Relationship of the enzyme functional classes with the statistical attributes of their secondary structuresRekha Iyer1, Sudhir Kumar2
firstname.lastname@example.org, Department of Biology, Arizona State University; email@example.com, Center for Evolutionary Functional Genomics, Arizona Biodesign Institute,and the Department of Biology, Arizona State University
We examined the similarities and differences in the number, size, composition and other statistical attributes of secondary structural elements in different functional classes of enzymes. Specifically, the frequency of alpha helices and beta sheets per polypeptide chain, the alpha helix and beta strand length, the number and type of beta strands per beta sheet, and the amino acid content of alpha-helix and beta-strand termini were studied in 105 human enzymes.

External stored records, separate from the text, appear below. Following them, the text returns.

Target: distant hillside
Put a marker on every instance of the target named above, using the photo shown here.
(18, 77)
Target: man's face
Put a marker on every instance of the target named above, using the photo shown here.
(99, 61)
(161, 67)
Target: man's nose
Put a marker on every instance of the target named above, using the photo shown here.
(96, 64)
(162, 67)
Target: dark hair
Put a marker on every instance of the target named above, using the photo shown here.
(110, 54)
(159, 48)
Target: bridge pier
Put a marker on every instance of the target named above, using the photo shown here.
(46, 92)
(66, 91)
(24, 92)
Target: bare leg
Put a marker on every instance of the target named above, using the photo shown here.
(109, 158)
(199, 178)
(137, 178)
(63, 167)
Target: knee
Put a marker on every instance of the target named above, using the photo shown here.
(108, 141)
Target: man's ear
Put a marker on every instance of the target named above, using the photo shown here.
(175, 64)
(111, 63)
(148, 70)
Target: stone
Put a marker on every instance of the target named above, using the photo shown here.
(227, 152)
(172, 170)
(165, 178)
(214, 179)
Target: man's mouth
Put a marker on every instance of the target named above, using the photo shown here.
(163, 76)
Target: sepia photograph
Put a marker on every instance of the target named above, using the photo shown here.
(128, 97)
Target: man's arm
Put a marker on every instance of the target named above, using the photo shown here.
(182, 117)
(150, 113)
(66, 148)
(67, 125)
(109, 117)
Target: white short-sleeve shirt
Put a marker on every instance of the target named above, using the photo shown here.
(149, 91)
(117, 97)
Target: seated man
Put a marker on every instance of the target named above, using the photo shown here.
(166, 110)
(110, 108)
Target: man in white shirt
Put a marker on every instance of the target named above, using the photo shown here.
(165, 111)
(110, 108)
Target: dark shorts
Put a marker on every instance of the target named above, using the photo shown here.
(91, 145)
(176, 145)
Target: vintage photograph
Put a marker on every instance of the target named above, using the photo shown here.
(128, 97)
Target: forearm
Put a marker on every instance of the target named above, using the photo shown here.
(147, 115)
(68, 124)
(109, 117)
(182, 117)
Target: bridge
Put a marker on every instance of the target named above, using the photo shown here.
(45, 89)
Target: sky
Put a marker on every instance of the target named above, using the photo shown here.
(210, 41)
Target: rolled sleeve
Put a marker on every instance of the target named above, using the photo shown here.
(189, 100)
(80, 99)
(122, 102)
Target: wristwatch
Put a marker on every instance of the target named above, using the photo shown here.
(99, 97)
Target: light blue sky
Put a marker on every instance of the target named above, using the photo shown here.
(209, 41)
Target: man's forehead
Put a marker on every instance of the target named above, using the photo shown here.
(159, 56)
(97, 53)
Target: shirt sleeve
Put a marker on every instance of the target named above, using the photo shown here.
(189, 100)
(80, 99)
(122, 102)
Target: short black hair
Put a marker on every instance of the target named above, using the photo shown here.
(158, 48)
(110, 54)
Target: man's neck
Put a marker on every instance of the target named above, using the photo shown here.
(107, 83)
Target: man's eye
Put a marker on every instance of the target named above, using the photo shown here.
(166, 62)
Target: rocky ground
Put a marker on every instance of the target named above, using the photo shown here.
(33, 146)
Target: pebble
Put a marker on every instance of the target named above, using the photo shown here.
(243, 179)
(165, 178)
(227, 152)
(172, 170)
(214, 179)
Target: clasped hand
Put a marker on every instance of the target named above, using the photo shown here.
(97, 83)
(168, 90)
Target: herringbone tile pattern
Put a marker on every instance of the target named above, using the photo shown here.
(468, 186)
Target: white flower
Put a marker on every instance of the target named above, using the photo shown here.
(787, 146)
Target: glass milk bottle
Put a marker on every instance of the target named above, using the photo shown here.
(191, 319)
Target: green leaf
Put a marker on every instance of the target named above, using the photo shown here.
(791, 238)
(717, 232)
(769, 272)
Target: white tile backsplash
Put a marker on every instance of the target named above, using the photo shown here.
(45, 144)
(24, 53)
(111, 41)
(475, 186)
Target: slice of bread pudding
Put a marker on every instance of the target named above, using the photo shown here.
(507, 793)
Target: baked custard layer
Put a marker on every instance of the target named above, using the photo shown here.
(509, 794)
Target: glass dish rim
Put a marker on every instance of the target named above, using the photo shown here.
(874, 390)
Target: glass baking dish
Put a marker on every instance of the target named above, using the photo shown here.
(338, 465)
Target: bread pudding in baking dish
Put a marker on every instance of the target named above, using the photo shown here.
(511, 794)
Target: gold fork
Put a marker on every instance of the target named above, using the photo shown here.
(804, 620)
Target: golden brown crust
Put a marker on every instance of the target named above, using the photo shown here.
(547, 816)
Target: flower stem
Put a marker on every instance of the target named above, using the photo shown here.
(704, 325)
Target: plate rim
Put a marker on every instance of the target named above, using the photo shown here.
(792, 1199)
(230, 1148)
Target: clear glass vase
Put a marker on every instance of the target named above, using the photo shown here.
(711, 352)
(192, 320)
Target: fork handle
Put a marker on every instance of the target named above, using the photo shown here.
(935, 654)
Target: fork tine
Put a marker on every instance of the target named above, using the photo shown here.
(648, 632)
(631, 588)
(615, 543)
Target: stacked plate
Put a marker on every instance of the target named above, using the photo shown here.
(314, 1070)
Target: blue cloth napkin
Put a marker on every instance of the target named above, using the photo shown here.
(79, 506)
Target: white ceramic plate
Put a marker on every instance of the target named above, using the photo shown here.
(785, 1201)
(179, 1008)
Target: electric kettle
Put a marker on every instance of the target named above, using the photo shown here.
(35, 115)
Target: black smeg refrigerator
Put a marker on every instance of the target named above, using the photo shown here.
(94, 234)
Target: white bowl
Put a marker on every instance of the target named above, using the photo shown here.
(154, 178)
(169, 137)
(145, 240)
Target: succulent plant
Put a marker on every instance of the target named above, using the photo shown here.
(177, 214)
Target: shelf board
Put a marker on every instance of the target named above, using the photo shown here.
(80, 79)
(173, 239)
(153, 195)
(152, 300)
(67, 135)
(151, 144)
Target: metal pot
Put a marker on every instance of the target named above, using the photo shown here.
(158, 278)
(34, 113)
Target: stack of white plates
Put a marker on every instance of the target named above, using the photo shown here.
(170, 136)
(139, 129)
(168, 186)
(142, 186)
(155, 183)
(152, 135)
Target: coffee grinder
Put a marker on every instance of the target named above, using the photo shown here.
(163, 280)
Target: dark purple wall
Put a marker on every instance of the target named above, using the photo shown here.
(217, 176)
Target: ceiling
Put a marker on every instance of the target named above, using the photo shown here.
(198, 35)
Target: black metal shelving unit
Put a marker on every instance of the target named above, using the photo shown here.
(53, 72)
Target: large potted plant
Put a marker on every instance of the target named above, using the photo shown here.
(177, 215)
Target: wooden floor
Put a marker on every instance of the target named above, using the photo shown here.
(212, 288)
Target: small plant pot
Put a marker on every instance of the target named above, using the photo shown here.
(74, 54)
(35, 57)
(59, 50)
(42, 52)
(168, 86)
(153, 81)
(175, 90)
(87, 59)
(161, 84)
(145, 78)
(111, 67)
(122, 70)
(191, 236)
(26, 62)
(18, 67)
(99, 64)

The results revealed enzyme-class-specific distinctions of some of these attributes, including significantly lower alpha-helical content in hydrolases, significantly greater number of parallel beta bridges per ladder in oxidoreductases and antiparallel beta bridges per ladder in transferases, and preferences for certain amino acids at alpha helix and beta strand termini. On testing the potential of these secondary structural patterns in function prediction using neural networks, an accuracy of 73% was obtained for hydrolases and transferases and 88% for oxidoreductases. The neural networks were also tested with seven human and bacterial proteins, 142 yeast proteins of known function, and 104 hypothetical proteins by using predicted secondary structures. These trials were moderately successful in identifying protein function class. This method of functional type annotation may be useful due to its computational simplicity and may be used in conjunction with structure prediction algorithms to facilitate broad functional annotation of unknown proteins and for validation purposes.